Pedro também, embora seguisse Jesus e buscasse seguir seus passos, era inseguro e
não foram raras as vezes em que tropeçou na caminhada ou que questionou sua fé. Certa vez,
logo após a multiplicação dos pães e dos peixes, Jesus orientou os discípulos a atravessarem
de barco o mar de Tiberíades enquanto ele dispersava a multidão. Ao cair da noite, sucedeu-se
uma forte tempestade, e os discípulos lutaram contra ela para sobreviver, até que foram
surpreendidos pelo mestre andando sobre as águas. O absurdo que aquilo parecia ser fez com
que Pedro duvidasse e para fazê-lo crer, Jesus o “avocou”, ou seja, o chamou, para que ele
comprovasse por si mesmo. Contudo, ao primeiro sinal de insegurança e temor, o discípulo
fraqueja na fé. Vejamos:
[...] De madrugada, Jesus foi até onde eles estavam, andando sobre o mar [...] Então
Pedro disse: - Se é o Senhor mesmo, mande que eu vá até aí, andando sobre as
águas. Jesus disse: - Venha! E Pedro, descendo do barco, andou sobre as águas e foi
até Jesus. Reparando, porém, na força do vento, teve medo; e, começando a afundar,
gritou: - Salve-me, Senhor! E, prontamente, Jesus, estendendo a mão, o segurou e
disse: - Homem de pequena fé, por que você duvidou? (A Bíblia, Mateus 14:24-31)

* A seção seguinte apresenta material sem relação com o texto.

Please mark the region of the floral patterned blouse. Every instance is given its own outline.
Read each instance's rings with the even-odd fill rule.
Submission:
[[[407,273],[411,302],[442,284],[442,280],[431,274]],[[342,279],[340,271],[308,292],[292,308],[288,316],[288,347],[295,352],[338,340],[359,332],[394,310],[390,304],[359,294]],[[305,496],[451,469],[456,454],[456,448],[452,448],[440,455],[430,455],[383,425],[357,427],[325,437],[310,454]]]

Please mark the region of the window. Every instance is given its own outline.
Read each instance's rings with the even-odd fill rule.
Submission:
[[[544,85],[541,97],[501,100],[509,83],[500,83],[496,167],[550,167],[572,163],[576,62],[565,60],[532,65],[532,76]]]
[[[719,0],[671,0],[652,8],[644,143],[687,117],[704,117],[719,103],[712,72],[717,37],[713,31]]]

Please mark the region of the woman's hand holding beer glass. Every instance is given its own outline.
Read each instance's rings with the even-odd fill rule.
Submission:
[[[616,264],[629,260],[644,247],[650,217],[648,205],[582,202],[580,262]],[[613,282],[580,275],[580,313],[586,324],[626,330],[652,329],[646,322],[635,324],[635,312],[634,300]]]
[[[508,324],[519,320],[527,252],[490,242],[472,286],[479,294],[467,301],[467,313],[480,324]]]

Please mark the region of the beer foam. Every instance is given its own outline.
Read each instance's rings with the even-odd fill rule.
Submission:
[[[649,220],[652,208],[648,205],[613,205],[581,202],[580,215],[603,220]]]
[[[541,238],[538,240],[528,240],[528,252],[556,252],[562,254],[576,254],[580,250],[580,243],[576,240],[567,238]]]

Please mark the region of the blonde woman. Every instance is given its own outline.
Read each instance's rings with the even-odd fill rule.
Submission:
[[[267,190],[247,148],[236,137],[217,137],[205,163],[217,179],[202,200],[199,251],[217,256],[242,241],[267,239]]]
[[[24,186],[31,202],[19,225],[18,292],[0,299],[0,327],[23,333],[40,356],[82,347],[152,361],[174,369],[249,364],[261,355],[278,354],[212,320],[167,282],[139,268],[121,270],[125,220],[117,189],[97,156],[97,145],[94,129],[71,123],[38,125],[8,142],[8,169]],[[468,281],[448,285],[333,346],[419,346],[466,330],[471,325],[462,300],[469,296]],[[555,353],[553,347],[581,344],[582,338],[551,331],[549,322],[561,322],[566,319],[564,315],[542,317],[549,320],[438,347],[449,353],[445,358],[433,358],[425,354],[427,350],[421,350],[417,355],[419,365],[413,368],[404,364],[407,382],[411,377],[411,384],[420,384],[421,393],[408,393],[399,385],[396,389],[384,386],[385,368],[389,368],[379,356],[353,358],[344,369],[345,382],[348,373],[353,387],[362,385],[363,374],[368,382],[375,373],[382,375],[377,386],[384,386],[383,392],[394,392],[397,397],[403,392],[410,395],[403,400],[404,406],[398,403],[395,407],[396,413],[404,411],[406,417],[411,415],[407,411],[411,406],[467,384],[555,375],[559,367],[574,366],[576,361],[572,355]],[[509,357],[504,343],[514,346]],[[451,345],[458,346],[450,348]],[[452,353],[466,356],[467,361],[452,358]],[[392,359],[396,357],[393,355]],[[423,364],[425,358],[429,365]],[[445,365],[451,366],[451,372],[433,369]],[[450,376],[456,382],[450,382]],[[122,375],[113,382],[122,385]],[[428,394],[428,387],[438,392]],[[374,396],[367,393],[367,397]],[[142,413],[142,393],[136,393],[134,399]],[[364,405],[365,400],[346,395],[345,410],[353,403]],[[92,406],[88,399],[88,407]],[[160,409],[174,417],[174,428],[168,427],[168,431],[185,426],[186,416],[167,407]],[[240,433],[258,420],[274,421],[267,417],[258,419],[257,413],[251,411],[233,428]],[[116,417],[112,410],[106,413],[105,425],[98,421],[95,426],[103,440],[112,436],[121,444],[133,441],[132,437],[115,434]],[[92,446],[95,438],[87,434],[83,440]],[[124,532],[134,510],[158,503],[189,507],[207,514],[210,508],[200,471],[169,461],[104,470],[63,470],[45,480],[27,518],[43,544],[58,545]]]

Voltando ao rio, outra simbologia importante que ainda precisa ser mencionada é o seu
sentido bíblico ligado ao batismo. É nas águas do batismo, segundo a fé cristã, que uma
pessoa se purifica e passa a ter vida nova fluindo dentro de si, a partir daí, ela fica preparada
para um novo ciclo da vida. É isso que acontece com o filho de Seo Rigério, pois ao
atravessar a correnteza de “peito feito” muda os rumos de sua busca e deixa que a vaquinha
providencie seus caminhos e o leve até a figura amada, uma vez que “a vaca, essa, sabia: por
amor desses lugares” (ROSA, 2011, p. 93).
No desenlace do conto, quando o Senhor-moço e a vaquinha chegam ao destino final,
os pastos da fazenda Pãodolhão de Major Quitério, os pontos simbológicos distribuídos na
estória se encontram para deixar explícito que a verdadeira procura do rapaz era o verdadeiro
amor e que todo o percurso foi uma travessia para prepará-lo para quando fosse chegada a
hora. Fica evidente que tudo fora providenciado, a partir do plano do maravilhoso, pela rês.
Guimarães, apesar de se abster de escrever o que acontece após a chegada dos dois
personagens a fazenda, entrega o panorama do que virá a seguir no seguinte trecho: “O mel do
maravilhoso, vindo a tais horas de estórias, o anel dos maravilhados. Amavam-se.” (ROSA,
2011, p. 93). O “o mel dos maravilhados” indica lua de mel e isso leva o leitor a entender que
na sequência uma nova história de amor se inicia.